Imprisonment - Length of sentence - Violent disorder - Defendant involved in student protests over tuition fees

R v Gilmour: CA (Crim Div) (Lord Justice Hughes, Mr Justice Cranston, Mr Justice Hickinbottom): 28 October 2011

The defendant, aged 21, was an undergraduate. He was charged with violent disorder in respect of his conduct at a demonstration, in December 2010, against government proposals relating to the funding of further education.

The prosecution case was that the defendant had taken part in an attack on cars conveying the Prince of Wales, the Duchess of Cornwall and other persons to a public engagement. He could be seen on CCTV footage pressing against the cars and being knocked to the ground by escorting officers.

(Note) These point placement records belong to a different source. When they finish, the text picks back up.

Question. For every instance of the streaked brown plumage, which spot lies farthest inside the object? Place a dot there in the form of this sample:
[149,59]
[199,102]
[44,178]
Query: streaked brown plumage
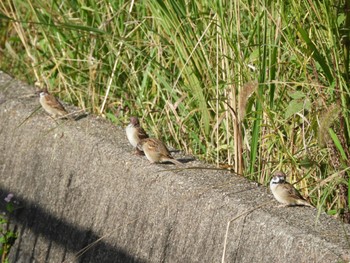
[51,105]
[284,192]
[156,151]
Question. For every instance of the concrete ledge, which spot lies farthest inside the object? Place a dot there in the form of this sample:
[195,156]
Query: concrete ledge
[78,182]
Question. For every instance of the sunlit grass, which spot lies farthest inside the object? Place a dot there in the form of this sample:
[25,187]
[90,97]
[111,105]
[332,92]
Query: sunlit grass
[246,84]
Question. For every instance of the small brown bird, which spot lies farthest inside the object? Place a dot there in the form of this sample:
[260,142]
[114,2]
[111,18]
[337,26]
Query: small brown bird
[156,151]
[51,105]
[284,192]
[135,133]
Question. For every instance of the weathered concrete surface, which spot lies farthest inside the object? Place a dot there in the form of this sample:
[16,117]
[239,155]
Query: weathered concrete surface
[79,181]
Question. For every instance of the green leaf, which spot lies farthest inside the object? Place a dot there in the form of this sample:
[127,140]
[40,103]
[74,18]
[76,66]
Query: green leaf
[297,95]
[337,143]
[293,107]
[316,54]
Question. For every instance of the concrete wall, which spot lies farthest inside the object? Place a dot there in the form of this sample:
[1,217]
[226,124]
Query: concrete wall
[79,182]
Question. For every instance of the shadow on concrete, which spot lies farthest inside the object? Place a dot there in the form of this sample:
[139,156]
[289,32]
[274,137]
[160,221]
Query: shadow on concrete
[73,239]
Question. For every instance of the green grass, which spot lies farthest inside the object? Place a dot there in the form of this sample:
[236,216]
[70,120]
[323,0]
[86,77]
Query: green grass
[256,85]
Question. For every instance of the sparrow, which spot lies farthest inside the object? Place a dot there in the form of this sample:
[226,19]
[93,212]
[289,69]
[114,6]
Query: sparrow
[51,105]
[284,192]
[135,133]
[156,151]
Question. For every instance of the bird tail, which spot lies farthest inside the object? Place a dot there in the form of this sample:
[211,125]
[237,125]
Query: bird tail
[304,202]
[174,161]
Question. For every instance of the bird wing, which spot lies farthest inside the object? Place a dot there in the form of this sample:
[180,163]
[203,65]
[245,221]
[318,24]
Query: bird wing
[292,191]
[54,103]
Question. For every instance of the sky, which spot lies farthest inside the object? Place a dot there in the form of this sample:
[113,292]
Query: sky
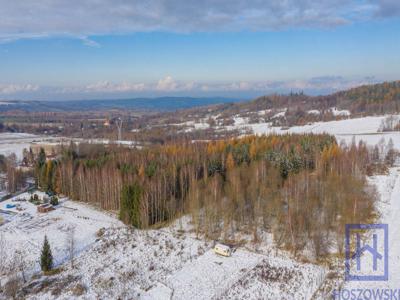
[108,49]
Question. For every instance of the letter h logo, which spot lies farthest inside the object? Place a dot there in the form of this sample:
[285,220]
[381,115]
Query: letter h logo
[371,261]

The defendant could also be seen on camera sitting on the bonnet of one of the escort cars. The prosecution further contended that the defendant had been one of a number of persons who had thrown a bin at the cars. CCTV footage of Oxford Street showed the defendant joining the attack on the windows of a shop. He was seen to twice run up and kick the window, which had been attacked by other protesters. The combined effect caused the window to break. The defendant took a mannequin from the store and carried it away.

He could be seen still holding the mannequin while conducting a television interview. The defendant attempted to set fire to a bundle of newspapers against wooden doors of the Supreme Court. Shortly thereafter he was seen swinging on one of the flags of the cenotaph. There was evidence that the defendant, who had no previous convictions, had been under the influence of drink and drugs on the day in question. He pleaded guilty to violent disorder.

The judge made findings of fact based mainly on still images and CCTV footage. The judge held that the defendant could not be identified simply by his features from the photographs as the bin thrower. The expert evidence was such that he could not be excluded as the person who had thrown the bin. The defendant was sentenced to 16 months’ imprisonment. He applied for leave to appeal against sentence. He submitted that the sentence was manifestly excessive in all the circumstances. The application would be dismissed.

It was settled that the law protected the right of people to demonstrate. To do so in large numbers in public carried clear responsibilities, principally among them to act without disorder or violence which put the public at risk. It was an unavoidable feature of mass disorder that each individual act, whatever might be its character taken on its own, inflamed and encouraged others to behave similarly, and that the harm done to the public stemmed from the combined effect of what was done en masse. The authorities recommended a starting point of 27 months for violent disorder (see [16] of the judgment).

In the instant case, the judge had to have taken a starting point for the sentence well below that contemplated in the authorities. Violence in the instant context and of the kind displayed by the defendant could not normally be met by other than significant sentences of immediate custody even for those of otherwise good character. Violent disorder carried a maximum of five years’ imprisonment.

A sentence in the region of 20-21 months’ imprisonment after trial, correctly took account both of the defendant’s serious and dangerous acts in the inflammatory context and of his normal character. It was a penalty which properly met the facts of the case. The sentence was not arguably manifestly excessive or wrong in principle (see [17] of the judgment).

David Spens QC (instructed by Corker Binning) for the defendant; Duncan Penny (instructed by the Crown Prosecution Service) for the Crown.